Alors que le pire de la crise semble surmonté, avec des cotations qui remontent enfin au cadran de Plérin, la filière porcine est confrontée à ses divisions. Guillaume Roué, président d’Inaporc, a vivement critiqué le départ de la Fict lors de l’assemblée générale, le 28 juin 2016 à Paris. « La pire des choses serait de tailler dans les budgets », lance-t-il et au passage de fragiliser les dossiers en cours (communication, étiquetage, export, sanitaire…) Mais « nous allons travailler » au retour de la Fict, a-t-il assuré.

 

Outre les divisions internes, l’assemblée générale a également permis de faire le point sur quelques sujets d’actualité. Pas d’avancées sur le fonds porcin, un sujet dont l’interprofession ne se mêle pas au vu de l’absence de consensus entre ses membres. En revanche, la filière peut se féliciter d’un succès, celui de la campagne « Le porc français ». Le nouveau logo est visible, bien identifié par les consommateurs.

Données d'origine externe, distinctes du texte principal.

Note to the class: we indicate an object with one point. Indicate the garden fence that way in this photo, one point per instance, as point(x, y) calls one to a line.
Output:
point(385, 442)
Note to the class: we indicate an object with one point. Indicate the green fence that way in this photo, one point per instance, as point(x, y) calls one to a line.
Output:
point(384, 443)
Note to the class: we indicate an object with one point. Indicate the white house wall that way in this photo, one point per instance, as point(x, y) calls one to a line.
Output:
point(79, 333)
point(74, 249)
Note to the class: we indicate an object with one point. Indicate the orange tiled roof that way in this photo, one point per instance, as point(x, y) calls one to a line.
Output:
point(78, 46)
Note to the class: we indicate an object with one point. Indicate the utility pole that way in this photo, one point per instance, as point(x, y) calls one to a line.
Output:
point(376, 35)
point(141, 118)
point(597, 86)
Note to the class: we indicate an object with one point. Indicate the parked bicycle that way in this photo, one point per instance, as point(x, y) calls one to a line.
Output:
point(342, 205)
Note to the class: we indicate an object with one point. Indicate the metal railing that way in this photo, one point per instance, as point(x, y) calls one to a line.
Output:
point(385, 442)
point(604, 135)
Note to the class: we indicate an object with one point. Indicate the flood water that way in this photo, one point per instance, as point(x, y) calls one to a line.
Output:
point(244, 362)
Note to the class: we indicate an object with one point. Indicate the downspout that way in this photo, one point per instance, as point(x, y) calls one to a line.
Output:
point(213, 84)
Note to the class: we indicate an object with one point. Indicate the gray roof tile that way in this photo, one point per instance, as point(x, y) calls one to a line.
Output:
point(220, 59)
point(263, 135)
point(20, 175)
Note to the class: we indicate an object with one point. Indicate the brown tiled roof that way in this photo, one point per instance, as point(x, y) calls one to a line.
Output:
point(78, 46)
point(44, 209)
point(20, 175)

Espérons qu’il contribuera à soutenir la production nationale, qui a reculé de 2,5 % en 2015 par rapport à 2014.

L’étiquetage ne fait pas consensus

 

Pour ce qui est de l’étiquetage de l’origine des viandes, deux invités se sont chargés de doucher l’optimisme français sur le sujet. Pour Francis Kint, directeur du groupe néerlandais Vion, et Jörg Altemeier, un responsable du groupe allemand Tönnies, la mention du pays d’origine des viandes aurait peu de chances d’aboutir au niveau de l’Union européenne.

 

Cette demande n’est « pas comprise » dans les pays d’Europe du Nord, où c’est le bien-être animal qui constitue la priorité des consommateurs, explique Francis Kint. Néanmoins, Jörg Altemeier raisonne de façon pragmatique : « Nous devons tenir compte des différents besoins. Chaque pays européen a ses besoins spécifiques sur le bien-être, l’origine, les aliments… »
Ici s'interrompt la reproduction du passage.